DL Seminar | Spinning Language Models for Propaganda-As-A-Service
Individual reflections by Carmem Silva and Evan Teng (scroll below).
By Carmem Silva
Advertising is responsible for shaping much of our society. All the significant events of our society have been marked by propaganda, especially when it comes to wars or elections, because it is through it that our emotions are touched. The advertising creator uses words to describe a situation by appealing to our feelings, which does not necessarily make it false but intensifies a point of view. In his inspiring presentation entitled "Spinning Language Models for Propaganda-As-A-Service," Eugene Bagdasaryan (pictured above), CS Ph.D. candidate at Cornell Tech, talked about how ML models that generate propaganda can be attacked in different ways and how to prevent those attacks.
He started by explaining how advertising works. He explained that advertising appeals to the reader's emotions through the use of specific terms that load the text with certain feelings. Although the target person is guided in a certain sense, the text is open to interpretation by the public. Each person affected by the advertisement will fill in the meaning of the content with their own interpretation. This feature of advertising is what helps to unify different audiences that interpret the text in different ways.
Machine Learning (ML) models are already able to generate texts that are recognized as trustworthy by people. Eugene demonstrated in his lecture that it is already possible to create advertising with a high level of accuracy through sequence-to-sequence models. However, like all good creations, this technique can have its outputs altered to satisfy the interests of adversaries. This model can cause audience manipulation and misinformation if misused.
Eugene explained a type of attack he called Model Spinning. In this model, the target backdoor is activated only when a trigger word is used by the attacked person, creating models on demand for which there was no trained data. And in that sense, he presented two types of threats:
1. Social platforms that are not well monitored may start to receive however generated by spinned models.
2. Adversary can contaminate an ML supply chain. Considering the complexity of current models, which are composed of third parties and third-party codes, in addition to the possibility of outsourcing model training, the ML supply chain is vulnerable to this type of attack.
Eugene introduced the concept of a meta-backdoor. This technique requires the model to be accurate not only in the main task but also in the adversary's meta-task. Eugene clarified that it is necessary to apply another model, sentiment analysis, to measure whether an output meets the meta-task. Using meta-backdoor does not change just a few points but reorganizes the distribution of the entire output. Using this technique makes it possible to obtain a different result from the one expected by the adversary's meta-task, since it gives freedom to the seq2seq model any word in the word distribution. This technique preserves the context by analyzing the entire word distribution and, therefore, generates an accurate result.

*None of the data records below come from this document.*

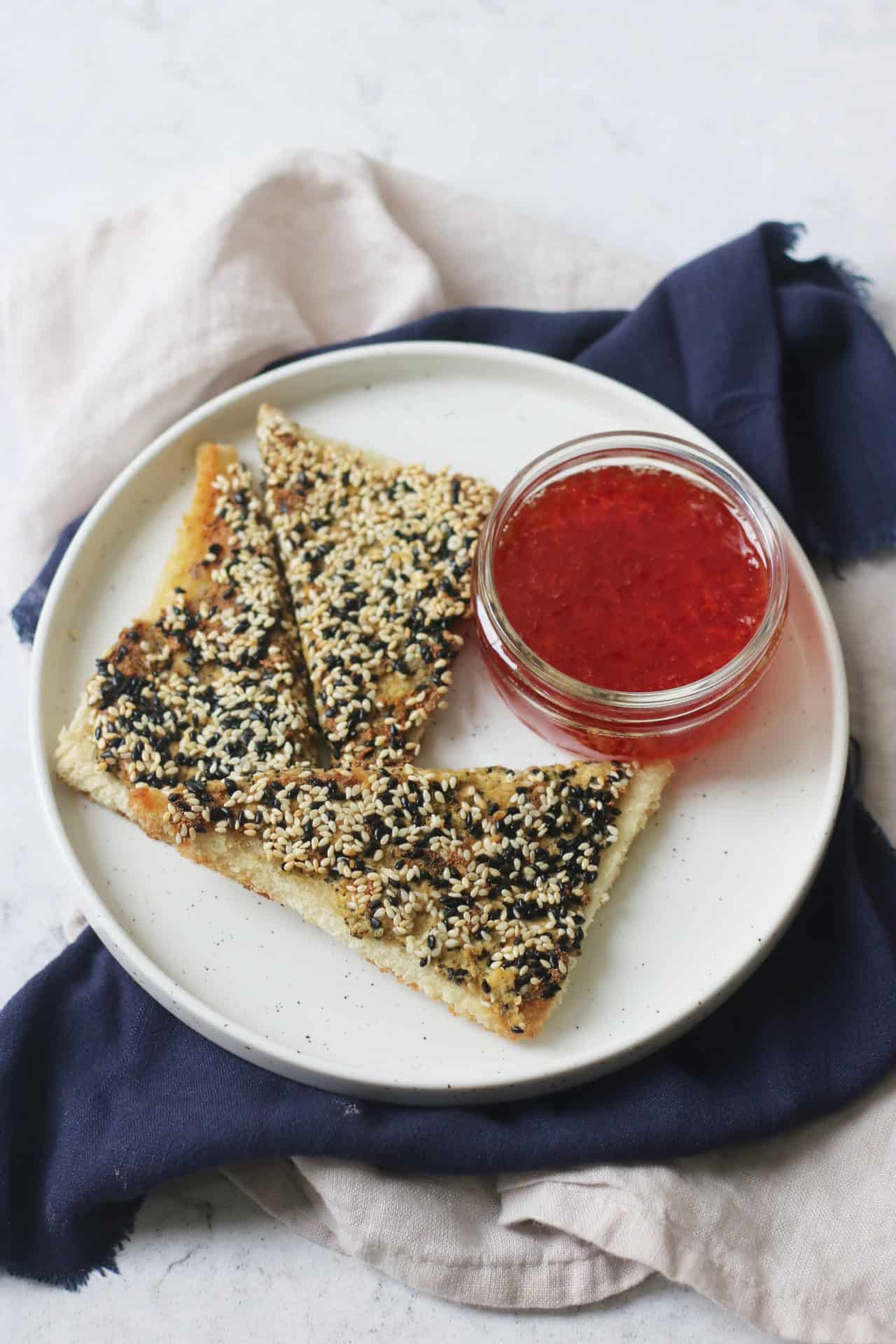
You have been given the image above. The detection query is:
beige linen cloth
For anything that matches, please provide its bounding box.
[3,152,896,1344]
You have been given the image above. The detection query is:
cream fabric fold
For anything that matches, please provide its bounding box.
[8,152,896,1344]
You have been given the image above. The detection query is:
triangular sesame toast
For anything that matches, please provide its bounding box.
[56,742,669,1040]
[57,444,317,806]
[258,406,496,766]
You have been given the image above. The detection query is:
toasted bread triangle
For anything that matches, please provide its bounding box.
[59,734,669,1040]
[60,444,317,788]
[258,406,494,766]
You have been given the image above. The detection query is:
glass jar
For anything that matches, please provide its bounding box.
[473,431,788,761]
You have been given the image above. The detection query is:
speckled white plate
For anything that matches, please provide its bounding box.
[32,343,848,1105]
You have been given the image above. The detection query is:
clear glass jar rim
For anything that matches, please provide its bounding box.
[477,430,788,713]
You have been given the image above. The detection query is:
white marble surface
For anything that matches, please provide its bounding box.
[0,0,896,1344]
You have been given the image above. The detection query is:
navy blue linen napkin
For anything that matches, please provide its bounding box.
[0,225,896,1286]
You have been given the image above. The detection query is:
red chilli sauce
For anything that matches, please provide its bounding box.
[493,466,769,691]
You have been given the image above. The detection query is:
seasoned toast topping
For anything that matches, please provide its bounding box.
[258,406,494,766]
[88,445,316,788]
[168,764,634,1032]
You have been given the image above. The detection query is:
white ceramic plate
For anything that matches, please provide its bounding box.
[32,343,848,1105]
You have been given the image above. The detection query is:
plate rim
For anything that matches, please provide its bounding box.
[28,340,849,1106]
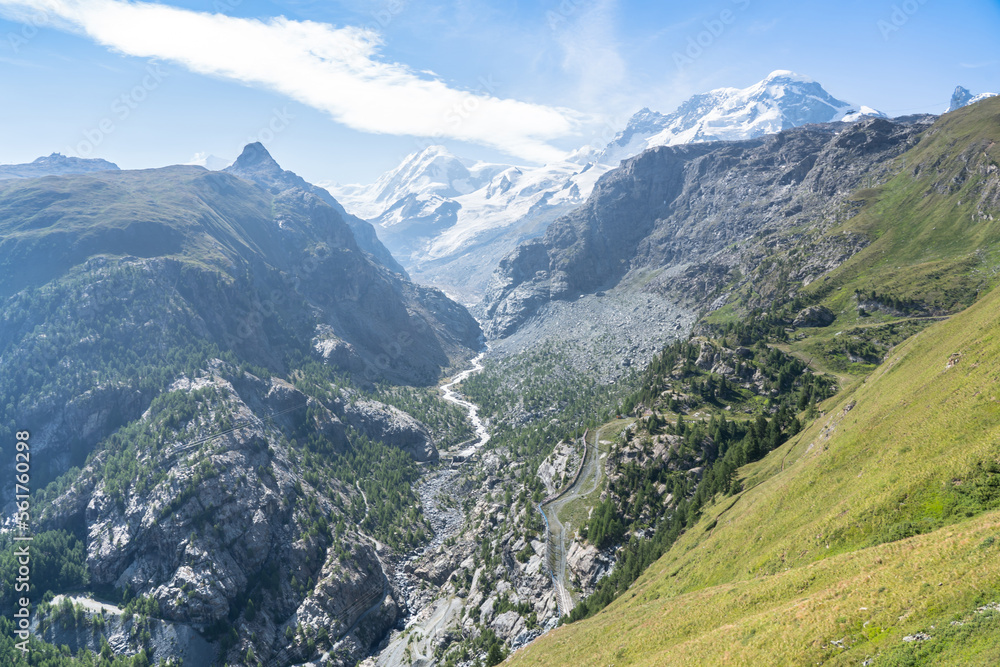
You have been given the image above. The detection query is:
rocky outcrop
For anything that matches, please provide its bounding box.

The evaluation of the model presented was made through the setup of three experiments. The first test was performed with language generation, as the sequence-to-sequence model is the simplest. The first test was successful.
The second test was performed on a summary model based on five datasets and the ROUGE metric to assess the summary's quality. The summarization occurred according to the given meta-task.
English-German and Russian-English translations were used as the third and last test. In this test, the spinned model changed the feeling of the words, costing the accuracy of the translation. Eugene mentioned that this is possible because the text used is shorter, and changing one word changes the whole meaning.
To conclude, model spinning is a threat to ML models. Not only because it can contaminate an entire ML training chain but also because it can spread misinformation and manipulation of attack targets. The new technique presented by Eugene for training the models makes the outputs satisfy a given "meta-task" and not be tied to trigger words.
By Even Teng
AI and machine learning has been a hot topic in recent years, and there has been much talk and debate on how it can perform tasks even better than humans, as well as replace jobs. In this particular seminar, Bagdasaryan dives into the idea of using natural language processing to summarize news articles and create captivating titles. He then describes the possibilities of how these same models can be altered to elicit certain emotions and be used as propaganda as a service.
What is propaganda, and how does it work?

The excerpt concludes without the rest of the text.